Oui, quand même. Soyons clairs: il n’y a pas de conspiration contre le film, c’est juste qu’il n’y a que très peu de personnes à qui l’on peut s’adresser pour distribuer un film aux États-Unis et ils ont considéré que The Apprentice présentait un sujet trop périlleux. Le risque de controverse et de perte de consommateurs était trop grand. Ce type de censure opportuniste semble moins grave que la censure systématique de l’État, mais l’effet est le même. Ca mérite qu’on y réfléchisse.
Où en est la bataille juridique contre votre film?
Après Cannes, nous avons reçu ce qu’on appelle une lettre de « cease and desist« . Il s’agit d’une sorte d’avertissement: « arrêtez ce que vous faites ou des poursuites seront engagées. » D’autres mesures pourraient être prises après la sortie du film aux États-Unis. Le mois qui vient pourrait être agité…

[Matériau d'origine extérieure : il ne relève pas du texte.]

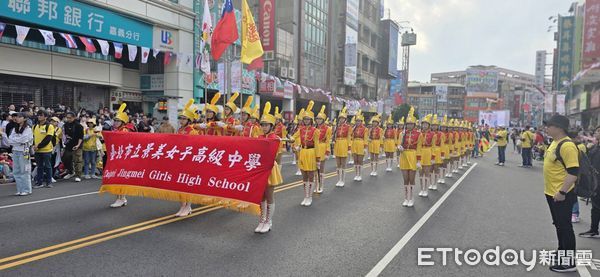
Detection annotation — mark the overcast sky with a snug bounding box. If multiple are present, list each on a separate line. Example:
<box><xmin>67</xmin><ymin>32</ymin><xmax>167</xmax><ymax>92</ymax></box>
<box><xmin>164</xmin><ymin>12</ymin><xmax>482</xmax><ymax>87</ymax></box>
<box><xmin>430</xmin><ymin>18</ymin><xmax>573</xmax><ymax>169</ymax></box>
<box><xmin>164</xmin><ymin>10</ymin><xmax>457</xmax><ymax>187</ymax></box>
<box><xmin>384</xmin><ymin>0</ymin><xmax>577</xmax><ymax>81</ymax></box>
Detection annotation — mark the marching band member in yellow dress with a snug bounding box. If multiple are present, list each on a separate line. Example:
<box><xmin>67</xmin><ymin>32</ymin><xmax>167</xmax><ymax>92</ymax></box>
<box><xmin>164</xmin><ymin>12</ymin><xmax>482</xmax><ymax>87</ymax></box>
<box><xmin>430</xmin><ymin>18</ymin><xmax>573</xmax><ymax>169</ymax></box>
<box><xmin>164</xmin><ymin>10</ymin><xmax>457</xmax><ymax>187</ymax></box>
<box><xmin>438</xmin><ymin>115</ymin><xmax>450</xmax><ymax>184</ymax></box>
<box><xmin>429</xmin><ymin>114</ymin><xmax>446</xmax><ymax>190</ymax></box>
<box><xmin>398</xmin><ymin>106</ymin><xmax>423</xmax><ymax>207</ymax></box>
<box><xmin>417</xmin><ymin>114</ymin><xmax>436</xmax><ymax>197</ymax></box>
<box><xmin>292</xmin><ymin>108</ymin><xmax>304</xmax><ymax>176</ymax></box>
<box><xmin>254</xmin><ymin>102</ymin><xmax>283</xmax><ymax>234</ymax></box>
<box><xmin>383</xmin><ymin>114</ymin><xmax>398</xmax><ymax>172</ymax></box>
<box><xmin>333</xmin><ymin>107</ymin><xmax>352</xmax><ymax>187</ymax></box>
<box><xmin>198</xmin><ymin>92</ymin><xmax>226</xmax><ymax>136</ymax></box>
<box><xmin>273</xmin><ymin>107</ymin><xmax>288</xmax><ymax>167</ymax></box>
<box><xmin>110</xmin><ymin>103</ymin><xmax>135</xmax><ymax>208</ymax></box>
<box><xmin>293</xmin><ymin>100</ymin><xmax>319</xmax><ymax>207</ymax></box>
<box><xmin>396</xmin><ymin>116</ymin><xmax>405</xmax><ymax>168</ymax></box>
<box><xmin>315</xmin><ymin>105</ymin><xmax>332</xmax><ymax>194</ymax></box>
<box><xmin>175</xmin><ymin>99</ymin><xmax>199</xmax><ymax>217</ymax></box>
<box><xmin>369</xmin><ymin>115</ymin><xmax>383</xmax><ymax>176</ymax></box>
<box><xmin>351</xmin><ymin>111</ymin><xmax>369</xmax><ymax>182</ymax></box>
<box><xmin>223</xmin><ymin>92</ymin><xmax>240</xmax><ymax>136</ymax></box>
<box><xmin>237</xmin><ymin>96</ymin><xmax>261</xmax><ymax>138</ymax></box>
<box><xmin>446</xmin><ymin>119</ymin><xmax>456</xmax><ymax>178</ymax></box>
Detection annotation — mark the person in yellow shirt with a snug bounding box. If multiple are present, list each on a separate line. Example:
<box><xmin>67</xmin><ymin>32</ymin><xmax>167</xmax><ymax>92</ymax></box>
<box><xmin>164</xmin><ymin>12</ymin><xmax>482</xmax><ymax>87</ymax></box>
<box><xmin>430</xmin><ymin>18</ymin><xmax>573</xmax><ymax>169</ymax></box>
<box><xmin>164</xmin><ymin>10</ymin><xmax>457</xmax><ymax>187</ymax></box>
<box><xmin>543</xmin><ymin>114</ymin><xmax>579</xmax><ymax>272</ymax></box>
<box><xmin>33</xmin><ymin>110</ymin><xmax>56</xmax><ymax>189</ymax></box>
<box><xmin>83</xmin><ymin>118</ymin><xmax>98</xmax><ymax>180</ymax></box>
<box><xmin>495</xmin><ymin>126</ymin><xmax>508</xmax><ymax>166</ymax></box>
<box><xmin>520</xmin><ymin>126</ymin><xmax>535</xmax><ymax>167</ymax></box>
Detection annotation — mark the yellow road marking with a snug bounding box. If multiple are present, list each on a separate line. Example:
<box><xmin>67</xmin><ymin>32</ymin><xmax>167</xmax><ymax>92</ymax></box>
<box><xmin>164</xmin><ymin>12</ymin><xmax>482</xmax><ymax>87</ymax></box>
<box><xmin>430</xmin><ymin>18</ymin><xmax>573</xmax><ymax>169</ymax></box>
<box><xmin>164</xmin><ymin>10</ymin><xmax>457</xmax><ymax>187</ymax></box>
<box><xmin>0</xmin><ymin>162</ymin><xmax>383</xmax><ymax>270</ymax></box>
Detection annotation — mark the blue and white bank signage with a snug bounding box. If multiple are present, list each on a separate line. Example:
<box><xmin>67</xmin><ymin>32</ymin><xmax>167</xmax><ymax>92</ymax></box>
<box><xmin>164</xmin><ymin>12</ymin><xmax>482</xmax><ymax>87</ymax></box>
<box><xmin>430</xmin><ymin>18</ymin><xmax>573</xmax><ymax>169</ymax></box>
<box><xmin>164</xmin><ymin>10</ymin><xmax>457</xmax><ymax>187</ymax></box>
<box><xmin>0</xmin><ymin>0</ymin><xmax>152</xmax><ymax>48</ymax></box>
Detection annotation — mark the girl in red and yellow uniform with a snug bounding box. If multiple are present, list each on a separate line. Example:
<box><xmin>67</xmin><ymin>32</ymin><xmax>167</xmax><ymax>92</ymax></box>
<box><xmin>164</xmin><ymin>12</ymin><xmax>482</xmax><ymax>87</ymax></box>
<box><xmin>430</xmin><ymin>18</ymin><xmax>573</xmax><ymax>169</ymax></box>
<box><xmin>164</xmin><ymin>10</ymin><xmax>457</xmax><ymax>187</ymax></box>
<box><xmin>417</xmin><ymin>114</ymin><xmax>436</xmax><ymax>197</ymax></box>
<box><xmin>369</xmin><ymin>115</ymin><xmax>383</xmax><ymax>176</ymax></box>
<box><xmin>383</xmin><ymin>114</ymin><xmax>398</xmax><ymax>172</ymax></box>
<box><xmin>254</xmin><ymin>102</ymin><xmax>283</xmax><ymax>234</ymax></box>
<box><xmin>398</xmin><ymin>107</ymin><xmax>423</xmax><ymax>207</ymax></box>
<box><xmin>429</xmin><ymin>114</ymin><xmax>446</xmax><ymax>190</ymax></box>
<box><xmin>198</xmin><ymin>92</ymin><xmax>226</xmax><ymax>136</ymax></box>
<box><xmin>223</xmin><ymin>92</ymin><xmax>240</xmax><ymax>137</ymax></box>
<box><xmin>315</xmin><ymin>105</ymin><xmax>331</xmax><ymax>194</ymax></box>
<box><xmin>274</xmin><ymin>107</ymin><xmax>287</xmax><ymax>167</ymax></box>
<box><xmin>237</xmin><ymin>96</ymin><xmax>261</xmax><ymax>138</ymax></box>
<box><xmin>110</xmin><ymin>103</ymin><xmax>135</xmax><ymax>208</ymax></box>
<box><xmin>293</xmin><ymin>100</ymin><xmax>319</xmax><ymax>207</ymax></box>
<box><xmin>351</xmin><ymin>111</ymin><xmax>369</xmax><ymax>182</ymax></box>
<box><xmin>396</xmin><ymin>116</ymin><xmax>405</xmax><ymax>169</ymax></box>
<box><xmin>333</xmin><ymin>107</ymin><xmax>352</xmax><ymax>187</ymax></box>
<box><xmin>292</xmin><ymin>108</ymin><xmax>304</xmax><ymax>176</ymax></box>
<box><xmin>175</xmin><ymin>99</ymin><xmax>198</xmax><ymax>217</ymax></box>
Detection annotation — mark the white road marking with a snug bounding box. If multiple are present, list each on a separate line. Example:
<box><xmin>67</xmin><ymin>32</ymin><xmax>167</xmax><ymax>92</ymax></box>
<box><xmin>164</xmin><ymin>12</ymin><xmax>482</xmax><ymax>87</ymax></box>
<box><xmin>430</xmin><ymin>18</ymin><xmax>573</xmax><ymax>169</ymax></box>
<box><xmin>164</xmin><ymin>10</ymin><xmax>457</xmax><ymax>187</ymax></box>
<box><xmin>366</xmin><ymin>163</ymin><xmax>477</xmax><ymax>277</ymax></box>
<box><xmin>0</xmin><ymin>191</ymin><xmax>98</xmax><ymax>210</ymax></box>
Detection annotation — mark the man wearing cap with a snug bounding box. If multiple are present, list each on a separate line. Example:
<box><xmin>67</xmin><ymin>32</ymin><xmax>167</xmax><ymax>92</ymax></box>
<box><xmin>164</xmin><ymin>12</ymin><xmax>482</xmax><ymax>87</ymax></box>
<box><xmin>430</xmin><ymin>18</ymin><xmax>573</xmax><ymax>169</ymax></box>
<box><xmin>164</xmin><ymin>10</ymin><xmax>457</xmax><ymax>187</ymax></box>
<box><xmin>544</xmin><ymin>114</ymin><xmax>579</xmax><ymax>272</ymax></box>
<box><xmin>62</xmin><ymin>112</ymin><xmax>83</xmax><ymax>182</ymax></box>
<box><xmin>496</xmin><ymin>126</ymin><xmax>508</xmax><ymax>166</ymax></box>
<box><xmin>33</xmin><ymin>110</ymin><xmax>56</xmax><ymax>188</ymax></box>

Pourquoi avez-vous persévéré?
Que vous le détestiez ou l’admiriez, Trump est une personnalité-clé de notre époque. Et c’est le travail des artistes de mettre notre époque en lumière. C’est à nous de disséquer les pouvoirs qui régissent nos vies et dominent le discours public. Je suis franchement choqué qu’il n’y ait pas plus de films sur Trump. C’est une personne extrêmement fascinante et complexe. Le rejeter en bloc sous prétexte qu’il est nuisible et stupide, comme c’est souvent le cas dans mes cercles d’amis progressistes et gauchistes, n’est pas intelligent. Si vous l’étudiez de près, vous verrez un homme qui maîtrise l’art de contrôler les masses depuis un demi-siècle.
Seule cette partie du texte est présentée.